You'll have to wade through an obtuse, convoluted discussion about
considering an arbitrary number of non-coupled harmonic-oscillator
potentials and taking limits and so on. The upshot is that if you heat up
a sample of germanium, electrons will jump from a non-conductive energy
band to a conductive one, thereby creating a measurable change in
resistivity. This relation between temperature and resistivity can be
shown to be exponential in certain temperature regimes by waving your
hands and chanting "to first order".

Experiment procedure

I sifted through the box of germanium crystals and chose the one that
appeared to be the least cracked. Then I soldered wires onto the crystal
in the spots shown in figure 2b of Lab Handout 32. Do you have any idea
how hard it is to solder wires to germanium? I'll tell you: real goddamn
hard. The solder simply won't stick, and you can forget about getting any
of the grad students in the solid state labs to help you out.

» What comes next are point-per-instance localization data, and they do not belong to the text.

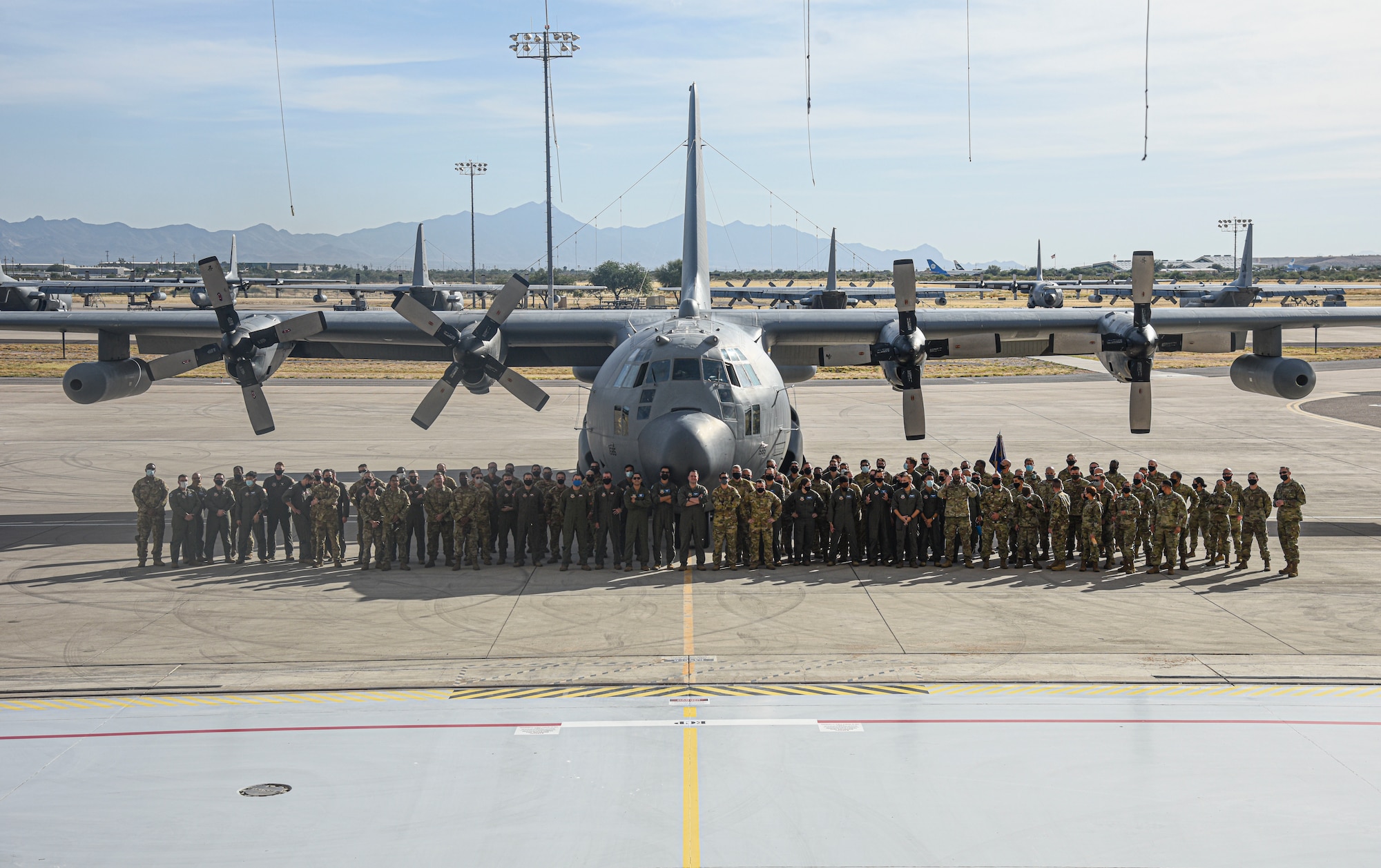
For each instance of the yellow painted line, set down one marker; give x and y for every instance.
(690, 795)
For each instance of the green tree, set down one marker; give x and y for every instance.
(621, 277)
(668, 276)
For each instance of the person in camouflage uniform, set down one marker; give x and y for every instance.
(1289, 498)
(575, 521)
(764, 510)
(372, 531)
(726, 501)
(1059, 512)
(1147, 496)
(1216, 539)
(184, 506)
(1126, 525)
(437, 502)
(393, 506)
(1093, 524)
(219, 503)
(1199, 519)
(1256, 509)
(150, 496)
(996, 508)
(637, 508)
(1234, 513)
(325, 519)
(1172, 513)
(1030, 509)
(956, 495)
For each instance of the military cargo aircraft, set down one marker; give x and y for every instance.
(694, 387)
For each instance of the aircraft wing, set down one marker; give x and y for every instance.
(534, 338)
(829, 328)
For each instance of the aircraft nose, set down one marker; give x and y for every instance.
(687, 441)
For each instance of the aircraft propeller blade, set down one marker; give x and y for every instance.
(904, 285)
(914, 414)
(505, 303)
(437, 398)
(258, 407)
(521, 387)
(1140, 408)
(175, 364)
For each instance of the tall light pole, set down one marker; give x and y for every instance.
(546, 46)
(472, 169)
(1234, 224)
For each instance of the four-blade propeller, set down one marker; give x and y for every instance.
(240, 346)
(907, 350)
(472, 351)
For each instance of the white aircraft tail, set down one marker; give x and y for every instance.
(234, 274)
(1245, 270)
(695, 247)
(832, 282)
(421, 277)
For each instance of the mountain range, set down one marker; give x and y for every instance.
(513, 238)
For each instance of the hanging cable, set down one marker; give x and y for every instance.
(612, 202)
(282, 121)
(810, 148)
(771, 195)
(1146, 135)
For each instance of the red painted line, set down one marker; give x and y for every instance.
(1344, 723)
(383, 726)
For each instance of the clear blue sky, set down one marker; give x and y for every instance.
(160, 113)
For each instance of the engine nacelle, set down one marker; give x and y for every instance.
(1278, 376)
(893, 335)
(93, 382)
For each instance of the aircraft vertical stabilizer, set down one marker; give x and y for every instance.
(234, 274)
(695, 248)
(832, 282)
(421, 277)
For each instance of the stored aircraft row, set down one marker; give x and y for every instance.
(694, 387)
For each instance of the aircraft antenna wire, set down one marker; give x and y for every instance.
(773, 194)
(612, 202)
(1146, 133)
(282, 121)
(810, 148)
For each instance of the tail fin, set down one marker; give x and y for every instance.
(421, 277)
(695, 248)
(833, 280)
(1245, 270)
(234, 276)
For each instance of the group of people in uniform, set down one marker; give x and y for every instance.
(800, 514)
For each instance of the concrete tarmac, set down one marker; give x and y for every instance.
(82, 617)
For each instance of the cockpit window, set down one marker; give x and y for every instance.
(658, 372)
(715, 371)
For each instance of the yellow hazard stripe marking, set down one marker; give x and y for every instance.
(643, 691)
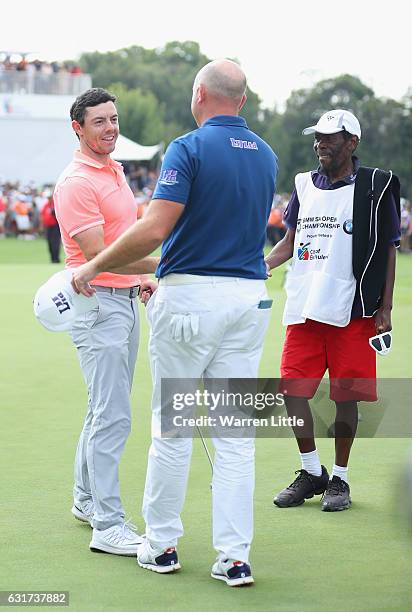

Once the wires were in place, I attached them as appropriate to the
second-rate equipment I scavenged from the back of the lab, none of which
worked properly. I soon wised up and swiped replacements from the
well-stocked research labs. This is how they treat undergrads around here:
they give you broken tools and then don't understand why you don't get any
results.

In order to control the temperature of the germanium, I attached the
crystal to a copper rod, the upper end of which was attached to a heating
coil and the lower end of which was dipped in a thermos of liquid
nitrogen. Midway through the project, the thermos began leaking. That's
right: I pay a cool ten grand a quarter to come here, and yet they can't
spare the five bucks to ensure that I have a working thermos.

Results

Check this shit out (Fig. 1). That's bonafide, 100%-real data, my friends.
I took it myself over the course of two weeks. And this was not a
leisurely two weeks, either; I busted my ass day and night in order to
provide you with nothing but the best data possible. Now, let's look a bit
more closely at this data, remembering that it is absolutely first-rate.
Do you see the exponential dependence? I sure don't. I see a bunch of
crap.

Christ, this was such a waste of my time.  Banking on my hopes that
whoever grades this will just look at the pictures, I drew an exponential
through my noise. I believe the apparent legitimacy is enhanced by the
fact that I used a complicated computer program to make the fit. I
understand this is the same process by which the top quark was discovered.

Conclusion

Going into physics was the biggest mistake of my life. I should've
declared CS. I still wouldn't have any women, but at least I'd be rolling
in cash.

This research has been accepted for publication in the May/June issue of
the Annals of Improbable Research.